Cheat-Seeking Missles

Wednesday, April 18, 2007

Defiant Until Death (When The Scissors Cut Their Bodies Apart)

The power of a conservative Republican president hit home today when the Supreme Court, fortified with John Roberts and Samuel Alito, narrowly put an end to the brutal, needless and immoral partial-birth abortion procedure.

Those who would like to see abortion contained, constrained or eliminated best look at the GOP presidential horde in light of this decision and ask themselves who they can really, really trust to nominate conservative judges.

It was left to swing-voter Anthony Kennedy to write the decision that may well have no impact on other abortion procedures, but was death for this particularly nasty form of abortion:
"We conclude the act [the Partial-Birth Abortion Ban of 2003] should be sustained against the objections lodged by the broad, facial attack brought against it. Respondents have not demonstrated that the act, as a facial matter, is void for vagueness, or that it imposes an undue burden on a woman's right to abortion based on its overbreadth or lack of a health exception." ...

The act is not invalid on its face where there is uncertainty over whether the barred procedure is ever necessary to preserve a women's health, given the availability of other abortion procedures."
It's not poetry, but it got the job done.

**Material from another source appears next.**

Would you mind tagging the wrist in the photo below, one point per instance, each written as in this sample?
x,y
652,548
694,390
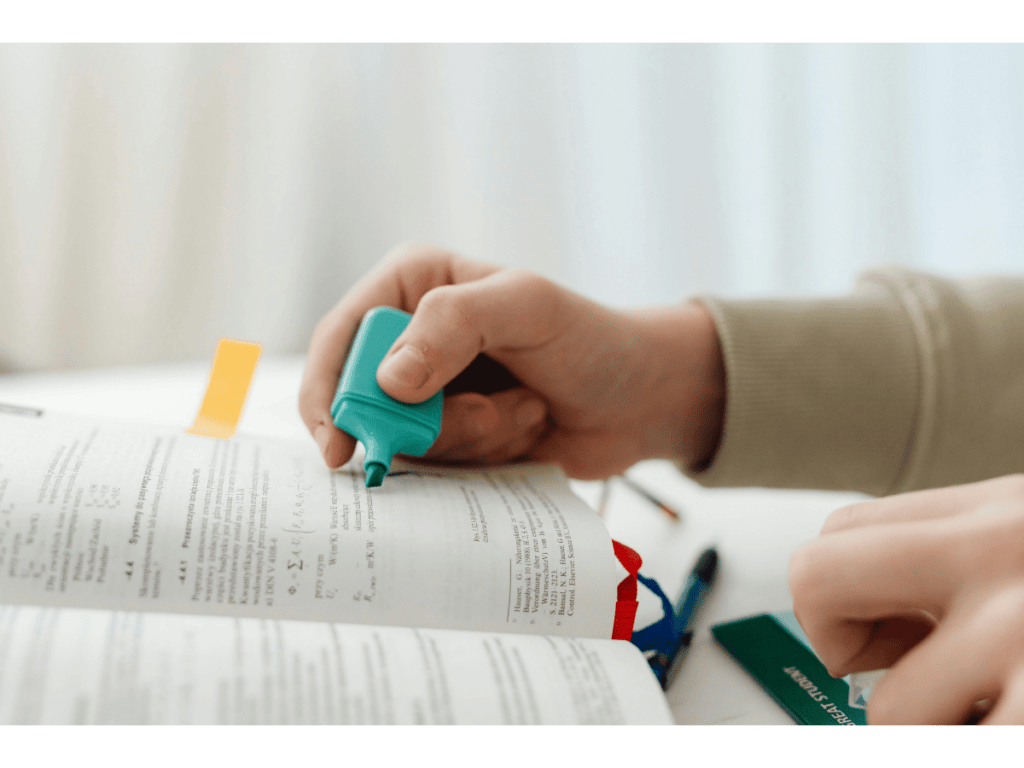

Ruth Bader Ginsberg, who was placed on the court without a GOP challenge despite her well-known radical liberal views, wrote with near stroke-inducing fervor against the decision:

In a bitter dissent, Justice Ruth Bader Ginsburg called the opinion "alarming" in that it allows a government ban on abortion procedures "found necessary and proper in certain cases by the American College of Obstetricians and Gynecologists."

The dissent said the ruling amounts to an eroding of abortion rights under Roe v. Wade, the 1972 Supreme Court ruling that recognized a constitutional right to abortion. "The Partial-Birth Abortion Act and the court's defense of it cannot be understood as anything other than an effort to chip away at a right declared again and again by this court," Justice Ginsburg said. (WSJ)

Would that it were so, but methinks the lady doth protest too much. Abortion is a battle that's fought on a legal razor's edge, with each decision virtually standing alone, contained within a wall of carefully laid bricks of legal language. There are no landscape-wide decisions. The bloody bunch have lost one; they'll survive to abort another day.

Meanwhile, a lawyer for the abortion queens at Planned Parenthood (or Planned non-Parenthood, which is more often the result of their intervention) said,

"This ruling flies in the face of 30 years of Supreme Court precedent and the best interest of women’s health and safety. Today the court took away an important option for doctors who seek to provide the best and safest care to their patients. This ruling tells women that politicians, not doctors, will make their health care decisions for them."

There is, despite the femi-rant, no purpose for partial birth abortion that other, less disgusting and homicidal forms of abortion cannot address.

And by the way, haven't the politicians, not the doctors, been in control of the abortion debate since it began? Were it not so, what would Emily's List and NARAL do with all the political funds they raise?

Did today's decision save any lives? Probably not many. Partial birth is an uncommon procedure and in its absence, there are other ways for abortionists to kill the nearly born. But there is a morality to this decision that is powerful and persuasive, and for that we have the American voters and President Bush to thank.